Some families attempt diaphragmatic pacing during sleep to facilitate tracheal deaccannulation. Relying on diaphragmatic pacing as full life support during sleep requires extreme caution. Sleep endoscopy data from children with CCHS who use diagragmatic pacing reveals varying degrees of airway obstruction coupled with inadequate gas exchange in many cases. If parents and patients desire decannulation, sleep-state breathing may be better supported by noninvasive mask ventilation rather than diaphragmatic pacing in many cases.  [39]

Deciding on the most appropriate type of ventilatory support requires referral to specialized centers with personnel experienced in diaphragm pacing.

Medicolegal concerns

The major medicolegal situations that may develop primarily involve the delayed diagnosis of CCHS or the assignment of causal relationships between CCHS and any type of fetal exposure.

For example, legal issues may arise from the potential association between ingestion of any given medication or exposure to a particular environmental situation; however, no current evidence links a particular teratogen to CCHS. Thus, although the embryology of the neural crest is still actively researched and is clearly linked to CCHS, no associations between exposure to chemicals during a particular phase of pregnancy and ultimate development of CCHS are noted.

A more frequent, albeit less argumentative, issue involves the recognition and diagnosis of CCHS. Infants who develop apnea or apparent life-threatening events during early postnatal life could have a mild variant of the wide clinical spectrum of CCHS and ultimately die of sudden infant death syndrome (SIDS). Because the manifestations in cases of SIDS/CCHS are subtle, diagnosing CCHS and preventing SIDS would be impossible.

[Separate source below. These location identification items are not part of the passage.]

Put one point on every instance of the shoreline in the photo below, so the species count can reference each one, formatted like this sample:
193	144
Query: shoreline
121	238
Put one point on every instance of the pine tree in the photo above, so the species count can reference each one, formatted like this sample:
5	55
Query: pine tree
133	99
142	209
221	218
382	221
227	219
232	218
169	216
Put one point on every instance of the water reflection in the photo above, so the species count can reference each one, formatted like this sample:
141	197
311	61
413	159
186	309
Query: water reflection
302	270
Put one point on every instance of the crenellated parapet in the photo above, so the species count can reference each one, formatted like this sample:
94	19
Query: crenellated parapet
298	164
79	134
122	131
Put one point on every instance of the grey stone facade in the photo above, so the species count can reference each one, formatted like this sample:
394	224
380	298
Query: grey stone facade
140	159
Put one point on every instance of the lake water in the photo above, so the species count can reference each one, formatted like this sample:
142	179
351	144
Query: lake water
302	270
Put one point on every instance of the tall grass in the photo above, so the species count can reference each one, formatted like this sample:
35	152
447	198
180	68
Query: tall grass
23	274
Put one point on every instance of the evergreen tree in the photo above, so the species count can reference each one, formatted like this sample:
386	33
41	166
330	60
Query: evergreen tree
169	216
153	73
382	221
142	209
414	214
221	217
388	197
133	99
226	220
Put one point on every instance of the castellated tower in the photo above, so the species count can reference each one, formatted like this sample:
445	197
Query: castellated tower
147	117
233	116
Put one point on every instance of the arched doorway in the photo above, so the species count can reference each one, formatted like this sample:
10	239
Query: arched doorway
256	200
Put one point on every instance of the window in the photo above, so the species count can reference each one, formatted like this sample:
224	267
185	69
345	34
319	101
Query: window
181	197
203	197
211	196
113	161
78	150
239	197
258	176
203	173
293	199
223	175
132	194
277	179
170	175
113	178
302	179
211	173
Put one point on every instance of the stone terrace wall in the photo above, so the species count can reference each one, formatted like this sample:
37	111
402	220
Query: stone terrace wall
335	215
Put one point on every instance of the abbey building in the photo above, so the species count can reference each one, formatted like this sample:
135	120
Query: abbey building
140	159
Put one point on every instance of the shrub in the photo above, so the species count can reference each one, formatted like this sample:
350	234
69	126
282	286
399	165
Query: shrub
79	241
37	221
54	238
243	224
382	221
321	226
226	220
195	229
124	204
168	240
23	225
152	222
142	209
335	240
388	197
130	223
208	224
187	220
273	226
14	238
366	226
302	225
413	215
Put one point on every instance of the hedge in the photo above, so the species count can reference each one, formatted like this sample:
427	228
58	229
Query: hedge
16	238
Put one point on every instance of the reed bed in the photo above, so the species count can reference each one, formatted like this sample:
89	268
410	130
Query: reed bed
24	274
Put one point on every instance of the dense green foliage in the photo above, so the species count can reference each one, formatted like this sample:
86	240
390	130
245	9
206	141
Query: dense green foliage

On the other side of the severity spectrum, multiple unsuccessful trials to wean mechanical ventilation in an otherwise full-term baby should raise the suspicion for central hypoventilation syndrome, either congenital or secondary to other conditions. Early recognition of the appropriate diagnostic entity using the diagnostic approach elaborated in Workup prevents unnecessary delays in tracheotomy and in the institution of mechanical ventilatory support using a home ventilator, thereby accelerating the discharge process and preventing iatrogenic complications (eg, self-extubation, acute and chronic tracheal injury) that arise from ventilatory support using an endotracheal tube.


Surgical Care

Tracheostomy may be indicated for ventilatory support. Colostomy is sometimes required when Hirschsprung disease is present. When feeding problems arise, particularly during infancy, gastrostomy tube placement with or without antireflux procedures may be required.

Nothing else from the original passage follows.